At the end of June 30, 2020, CTI had received just $561,000 in JobKeeper in a less than stellar year, but in the following financial year, the company backed up the truck for another $1.312m while profits soared.

By June 30, 2021, the company recorded a profit before tax of $11.565m, up from $2.471m in 2020.

CTI also didn’t return our request for a comment.

Trailer giants MaxiTRANS, now trading as MaxiPARTS on the ASX, received a total of $9.5m in JobKeeper payments: $4.9m in FY20 and another $4.6m in the last financial year.

Its underlying net profit after tax was a modest $0.5m in FY20 before rebounding to an impressive $10.487m in FY21. The company didn’t respond directly to our questions about repaying the JobKeeper payments, but did at least respond with an explanatory statement, citing the impacts of drought and reduced business confidence in FY20.

“This was further extended during the onset of the Covid-19 pandemic, with MaxiPARTS subject to global supply chain disruption and the majority of transport businesses, which utilise the business for its equipment and services, putting short term capital investment plans on hold,” the statement reads.

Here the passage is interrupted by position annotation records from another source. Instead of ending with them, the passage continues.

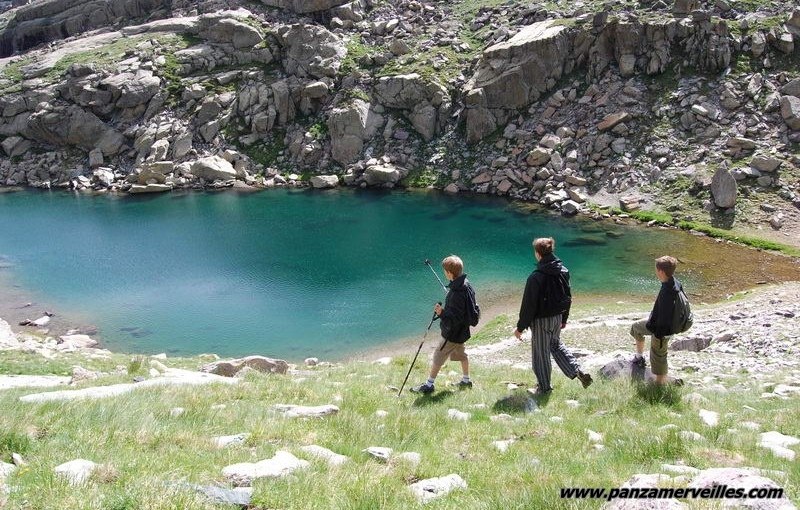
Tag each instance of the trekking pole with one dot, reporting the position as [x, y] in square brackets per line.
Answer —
[428, 263]
[417, 354]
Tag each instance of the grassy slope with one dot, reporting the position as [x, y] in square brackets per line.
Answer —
[147, 448]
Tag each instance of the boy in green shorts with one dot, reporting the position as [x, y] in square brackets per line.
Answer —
[454, 323]
[659, 324]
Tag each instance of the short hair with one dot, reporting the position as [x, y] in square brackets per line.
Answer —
[667, 264]
[453, 265]
[544, 245]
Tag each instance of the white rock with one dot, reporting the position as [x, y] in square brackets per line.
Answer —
[594, 437]
[502, 446]
[295, 411]
[158, 365]
[6, 470]
[7, 337]
[412, 458]
[779, 444]
[679, 469]
[173, 377]
[432, 488]
[455, 414]
[785, 390]
[695, 398]
[77, 471]
[381, 453]
[689, 435]
[76, 342]
[281, 464]
[41, 321]
[501, 417]
[31, 381]
[710, 418]
[333, 458]
[223, 441]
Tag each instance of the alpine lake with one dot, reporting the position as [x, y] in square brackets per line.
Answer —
[297, 273]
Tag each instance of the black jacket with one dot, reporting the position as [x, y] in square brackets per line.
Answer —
[660, 321]
[454, 321]
[531, 308]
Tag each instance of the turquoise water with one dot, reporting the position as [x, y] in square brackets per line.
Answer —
[291, 273]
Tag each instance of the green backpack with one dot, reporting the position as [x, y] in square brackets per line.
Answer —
[682, 318]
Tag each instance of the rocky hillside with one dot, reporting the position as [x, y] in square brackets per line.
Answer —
[689, 108]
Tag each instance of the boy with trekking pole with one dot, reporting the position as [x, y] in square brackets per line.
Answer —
[671, 314]
[460, 311]
[545, 309]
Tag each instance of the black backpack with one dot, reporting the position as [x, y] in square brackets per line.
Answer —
[473, 309]
[682, 318]
[555, 294]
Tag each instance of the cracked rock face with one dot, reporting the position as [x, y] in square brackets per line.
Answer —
[305, 6]
[311, 51]
[72, 125]
[426, 104]
[67, 18]
[516, 73]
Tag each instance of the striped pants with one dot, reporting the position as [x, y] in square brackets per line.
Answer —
[546, 340]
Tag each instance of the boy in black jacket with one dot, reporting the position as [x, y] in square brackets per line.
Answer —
[659, 324]
[454, 324]
[550, 282]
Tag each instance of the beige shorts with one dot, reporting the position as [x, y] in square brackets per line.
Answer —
[658, 347]
[445, 350]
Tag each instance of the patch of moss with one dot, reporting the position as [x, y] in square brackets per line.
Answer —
[266, 152]
[667, 219]
[319, 129]
[356, 50]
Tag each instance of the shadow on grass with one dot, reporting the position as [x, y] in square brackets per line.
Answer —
[656, 394]
[520, 402]
[431, 399]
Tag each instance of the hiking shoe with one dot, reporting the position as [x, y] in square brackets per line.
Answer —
[538, 392]
[425, 389]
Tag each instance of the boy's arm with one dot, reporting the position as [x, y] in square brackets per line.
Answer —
[565, 314]
[530, 299]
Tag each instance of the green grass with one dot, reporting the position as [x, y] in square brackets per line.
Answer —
[147, 451]
[668, 219]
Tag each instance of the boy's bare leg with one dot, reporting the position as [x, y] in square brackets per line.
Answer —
[435, 371]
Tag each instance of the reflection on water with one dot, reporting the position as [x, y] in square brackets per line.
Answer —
[298, 273]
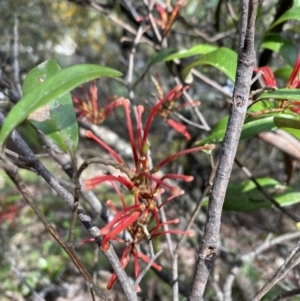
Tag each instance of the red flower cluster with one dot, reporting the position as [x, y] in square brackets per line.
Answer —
[141, 219]
[292, 83]
[167, 17]
[169, 101]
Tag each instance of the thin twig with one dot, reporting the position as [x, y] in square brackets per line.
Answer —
[199, 204]
[288, 294]
[246, 60]
[147, 267]
[16, 56]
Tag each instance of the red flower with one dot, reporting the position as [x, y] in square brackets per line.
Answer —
[167, 18]
[144, 185]
[166, 105]
[293, 83]
[88, 107]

“It was thanks to JobKeeper that Australian businesses like MaxiPARTS could keep their operations going despite the direct impact of Covid-19, so that we could continue to support our customers, while keeping our local workforce employed. 

“The JobKeeper payments received by the group were only received within the Trailer solutions area with the Parts business continuing to operate without any JobKeeper support. 

“While MaxiPARTS posted a favourable result in FY21, JobKeeper was used as it was intended to allow the local workforce to be retained at a time the business was implementing measures to reduce the impact of Covid-19, including forced shutdowns and salary reductions.”

• Under the JobKeeper scheme, employers received a minimum of $19,500 for each employee between April-September 2020, regardless of whether they were working. The qualifying criteria was a percentage downturn in sales in March (compared to the prior year) or a forecast drop during April-June. For firms with an annual turnover of >$1bn, the downturn required was 50 per cent, for those under $1bn the fall was 30 per cent.